After two canceled editions, the Canadian Women’s Open returns with great fanfare and not just anywhere. Played on the fairways of the great golf club Ottawa Hunt in the suburbs of the federal capital, it is right in the territory of the big favorite Brooke Henderson.
The best Canadian golfer grew up in Smith Falls about forty miles south. For the next four days, she will be closely followed by her vast legion. Much to his delight, by the way.
But the controversial champion of the 2018 edition in Regina does not want to be disturbed. As soon as she plants her ball on the tee Thursday afternoon, she will be in her bubble.
At the same course in 2017, Henderson finished 12th, six strokes behind champion Sung Hyun Park, largely due to a poor start. She had resisted the ax with a small swing.
“I really have my job to do. I really have to give my best performance. I have to smile and enjoy the moment. This week is an incredible opportunity,” said one of the only two Maple Leaf representatives to win this tournament. The other was Quebecois Jocelyne Bourassa in 1973.
She will attempt to steal the crown from defending champion Jin Young Ko, who won at Magna Golf Club in August 2019. The 2020 and 2021 editions had been canceled due to the pandemic.
Also, four golfers from La Belle Province are leaving Ottawa this morning. After a stellar season on the LPGA Tour, Maude-Aimée Leblanc has three top 10 finishes and is 61st in the CME Globe race.
It’s an official return to the country for the Quebecer, who had opted to step down to the LPGA’s antechamber after the 2019 season, which had allowed him to return to the world elite.
“It’s fun to come back and play here. I’ve always said it’s my favorite tournament. It’s the one I look at primarily. When it’s so close to home, it’s all the more special,” said the 33-year-old golfer, who regained her strength primarily by taming her putter.
This will lead the young wolves Valérie Tanguay, Brigitte Thibault and the amateur Sarah-Ève Rhéaume.
Thibault will also start his first tournament as a professional. After five years on the American varsity circuit with the Fresno Bulldogs and the Texas Longhorns, the 23-year-old Quebecois decided to take the plunge by exiting the amateur ranks when she finished at No. 361. She had reached the 105th level in recent years.
With 12 to the elite
The week of the Canadian Women’s Open had barely started on Monday when a gifted youngster set a record.
Lucy Lin became the youngest competitor in tournament history when she secured her spot through qualifying.
“I’m very excited. Words fail me to describe the feat of playing with the best in the world dropped the one who started tickling the little white ball three years ago.
“It’s incredible. I’m nervous but I need to calm down and be patient,” she added, hoping to resist the axe.
But first and foremost she wants to enjoy the moment.

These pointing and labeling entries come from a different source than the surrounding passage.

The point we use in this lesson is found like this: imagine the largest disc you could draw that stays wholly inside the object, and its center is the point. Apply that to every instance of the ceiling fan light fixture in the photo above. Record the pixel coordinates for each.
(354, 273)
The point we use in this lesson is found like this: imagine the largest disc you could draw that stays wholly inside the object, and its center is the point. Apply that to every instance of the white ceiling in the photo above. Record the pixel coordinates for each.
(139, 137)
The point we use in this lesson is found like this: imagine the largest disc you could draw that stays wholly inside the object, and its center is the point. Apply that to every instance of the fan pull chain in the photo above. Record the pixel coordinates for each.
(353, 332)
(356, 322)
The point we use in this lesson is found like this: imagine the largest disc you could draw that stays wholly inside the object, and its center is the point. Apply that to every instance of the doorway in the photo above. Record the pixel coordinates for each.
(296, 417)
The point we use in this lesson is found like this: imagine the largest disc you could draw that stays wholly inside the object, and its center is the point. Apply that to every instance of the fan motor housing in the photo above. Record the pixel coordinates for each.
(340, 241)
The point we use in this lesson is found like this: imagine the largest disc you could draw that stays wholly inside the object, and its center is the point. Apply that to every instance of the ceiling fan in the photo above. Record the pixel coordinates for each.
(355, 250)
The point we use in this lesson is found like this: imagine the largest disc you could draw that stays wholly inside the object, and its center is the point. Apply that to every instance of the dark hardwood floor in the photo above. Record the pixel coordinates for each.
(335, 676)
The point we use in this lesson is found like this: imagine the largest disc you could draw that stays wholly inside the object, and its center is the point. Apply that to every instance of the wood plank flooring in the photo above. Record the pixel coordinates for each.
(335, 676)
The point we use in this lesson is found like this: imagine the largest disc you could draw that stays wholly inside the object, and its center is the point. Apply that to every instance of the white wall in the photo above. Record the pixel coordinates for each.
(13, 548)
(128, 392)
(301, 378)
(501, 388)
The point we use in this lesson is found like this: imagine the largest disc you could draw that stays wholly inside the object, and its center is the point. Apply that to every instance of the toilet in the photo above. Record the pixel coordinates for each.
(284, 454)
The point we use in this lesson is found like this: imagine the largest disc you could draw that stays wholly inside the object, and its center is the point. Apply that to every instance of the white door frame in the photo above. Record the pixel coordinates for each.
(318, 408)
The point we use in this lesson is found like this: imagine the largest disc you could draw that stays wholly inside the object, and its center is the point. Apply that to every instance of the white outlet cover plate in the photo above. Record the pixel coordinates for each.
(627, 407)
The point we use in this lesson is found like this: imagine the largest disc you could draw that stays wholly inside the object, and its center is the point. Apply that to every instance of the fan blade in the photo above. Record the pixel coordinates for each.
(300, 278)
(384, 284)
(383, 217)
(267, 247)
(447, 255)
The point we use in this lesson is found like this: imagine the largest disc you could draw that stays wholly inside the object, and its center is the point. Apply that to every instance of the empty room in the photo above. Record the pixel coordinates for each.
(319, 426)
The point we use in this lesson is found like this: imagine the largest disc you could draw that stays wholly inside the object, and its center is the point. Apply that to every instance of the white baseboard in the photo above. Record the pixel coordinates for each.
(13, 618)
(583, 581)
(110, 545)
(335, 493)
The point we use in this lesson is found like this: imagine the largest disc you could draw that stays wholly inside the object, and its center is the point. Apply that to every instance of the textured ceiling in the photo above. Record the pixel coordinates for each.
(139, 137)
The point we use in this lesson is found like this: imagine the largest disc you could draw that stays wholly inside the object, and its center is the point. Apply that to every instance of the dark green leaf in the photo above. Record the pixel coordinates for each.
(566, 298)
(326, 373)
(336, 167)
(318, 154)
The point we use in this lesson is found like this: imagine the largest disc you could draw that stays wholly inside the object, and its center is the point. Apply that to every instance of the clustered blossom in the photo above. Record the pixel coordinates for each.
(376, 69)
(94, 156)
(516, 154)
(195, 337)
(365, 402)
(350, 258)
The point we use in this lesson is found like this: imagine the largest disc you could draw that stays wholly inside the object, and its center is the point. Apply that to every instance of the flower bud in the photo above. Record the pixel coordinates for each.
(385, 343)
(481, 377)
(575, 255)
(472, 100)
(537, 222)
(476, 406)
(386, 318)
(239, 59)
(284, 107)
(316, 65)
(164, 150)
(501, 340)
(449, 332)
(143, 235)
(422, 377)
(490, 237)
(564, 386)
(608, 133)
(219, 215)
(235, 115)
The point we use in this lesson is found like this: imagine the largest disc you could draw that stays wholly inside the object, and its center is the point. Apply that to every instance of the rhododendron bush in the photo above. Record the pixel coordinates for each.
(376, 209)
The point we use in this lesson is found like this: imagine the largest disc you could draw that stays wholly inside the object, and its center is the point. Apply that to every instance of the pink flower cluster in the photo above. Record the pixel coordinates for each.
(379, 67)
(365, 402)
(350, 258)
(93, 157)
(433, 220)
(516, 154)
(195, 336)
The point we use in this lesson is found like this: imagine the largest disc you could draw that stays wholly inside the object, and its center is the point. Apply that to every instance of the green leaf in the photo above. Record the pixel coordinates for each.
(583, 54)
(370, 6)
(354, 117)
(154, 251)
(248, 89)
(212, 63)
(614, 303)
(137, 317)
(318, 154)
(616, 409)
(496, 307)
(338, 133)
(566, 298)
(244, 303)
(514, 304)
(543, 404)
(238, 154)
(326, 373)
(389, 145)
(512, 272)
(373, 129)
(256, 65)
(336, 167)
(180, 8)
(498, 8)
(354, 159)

“I want to enjoy this experience and meet all these great golfers. Maybe I can get some autographs.”
She will surely return to Vancouver next week with a head full of memories to tell her classmates about her adventure.
– At the age of 57, Canadian Lorie Kane competes in the Women’s Open for the 30th and final time of her career.
The federal government awarded Golf Canada nearly $4.4 million in support of its two major national championships, the women’s and men’s Omniums, under the Major Festivals and Events Support Initiative program.